Talking about financial products and services that are accessible on a cell phone or computer (fintech products) with your customer might feel a little overwhelming at first. There are so many options it can be hard to know where to start. But using apps or online portals to manage finances can provide convenience, flexibility and more affordable options for customers. Fintech, used wisely, can be a great aid in achieving financial goals. Below, you’ll find some of the common questions you may hear and guidance on how you can address them with your customer.

Starting the Conversation

It’s very possible that your customers are already using technology to make financial transactions and not even know it! Get the conversation going by gauging how your customer currently manages their money. To do this, you might say:

  • Do you know if your bank or credit union has a mobile app that you can download and use to check your balance any time?

  • Have you ever used Paypal, Venmo or CashApp to send money or pay for things?

You might also want to get a sense of how comfortable they are with accessing and using technology.

  • Do you use any apps on your phone regularly?

  • Do you prefer to look things up on the internet on your phone or on a computer?

Connecting With Existing Goals

A coaching best practice is to align all action steps or financial behaviors with the customer’s goal -- and it is helpful to use the same practice when discussing fintech products and services. After you have discussed financial goals with your customer, you could say something like:

Since building credit is a step you are taking in reaching your goal, there are tools or products you can access from your phone or computer that could support you to do that. Would you be open to discussing some fintech product options?

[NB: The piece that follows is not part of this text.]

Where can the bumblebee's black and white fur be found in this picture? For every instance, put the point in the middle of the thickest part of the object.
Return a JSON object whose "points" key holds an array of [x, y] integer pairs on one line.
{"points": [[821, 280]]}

Common Questions and Concerns

While each customer’s financial situation and goals are unique, you may hear similar questions and concerns. Remember, your job is not to be an expert in every single fintech product, but to be a partner with your customer in learning while providing direction and resources. Below are some suggestions for how you might respond and where you and your customer can go for more specific answers.


What is Fintech?

Fintech is financial technology--the products, companies, or services that use technology to provide financial services to customers. You’ve probably already used fintech! Apps on your phone to transfer money to friends and family, mobile banking for your bank or credit union, the systems banks and credit unions use to review loan applications--all of these are different types of fintech.


I already have a bank account, I don’t need another.

Not all fintech products are bank accounts! Some work with your current accounts to support you in achieving a specific goal. For example, you said a goal is to make more room in your monthly spending plan to save. Linking your accounts to a spending tracker fintech product could do some of the work for you in analyzing your spending!

If you have an account that works well for you, that’s great! And I understand what a pain it could be to change up your financial life. But it’s a good idea to occasionally review the products you use to make sure they’re still working for you and that there isn’t a better fit or a better deal out there for you. Can we talk about your current bank account? What do you like? What don’t you like?


I’ve had bad experiences with banks in the past, how is this different?

It’s a hard fact that the financial services industry has not always been good to--and in many cases has actively harmed--people and communities. Some fintech products have been specifically designed with certain communities in mind, like the Black or Latinx community, to provide alternatives to mainstream financial services or to provide culturally specific services. We can work together to find a product that meets your values. Would you share more about your past experience?


What does the product do?

Let’s review this product information page together, and then we can look at the product’s website to answer specific questions!

Resources for a specific answer:

Product Information Pages found in the Recommendation Engine, the fintech product’s website.


How much does it cost?

Let’s review this product information page together, and then we can look at the product’s website to answer specific questions!

Resources for a specific answer:

Product Information Pages found in the Recommendation Engine, the fintech product’s website.


Will my personal information be secure?

Let’s review the product’s privacy policy together. It’ll be important to understand what data the product collects, what it does with that information, and how it keeps the information secure.

Resource for a specific answer:

The product’s privacy policy found on their website.


Will my money be safe?

That’s such an important question. Many fintech products partner with FDIC-insured financial institutions to hold your account and your money. Let’s take a look at the product’s website to find out, and then we can do some research on the financial institution as well.

Resources for a specific answer:

The product’s website (check the disclosures or frequently asked questions).


How can I contact customer support?

That’s a great question! It’s so important to be able to ask questions and get support. Let’s look at the product’s website to find out.

Resources for a specific answer:

the product’s website (check the contact us link or frequently asked questions).

Following-Up Over Time

The conversation is not over if your customer does choose and start using a fintech product. You can integrate fintech product discussions into your coaching by asking follow-up questions about your customer’s experience with the product, such as:

After they’ve enrolled in or opened the product

  • How was the set-up or enrollment process?

  • What challenges did you encounter?

As they use the product

  • How do you use the product? How frequently?

  • How do you feel about the product?

  • What features do you like? What features do you not like?

  • Is it meeting your needs?

After they’ve been using the product for some time

  • How has the product been supporting you in achieving your financial goals?

  • Have your values, goals, or needs changed? A different product might be more appropriate.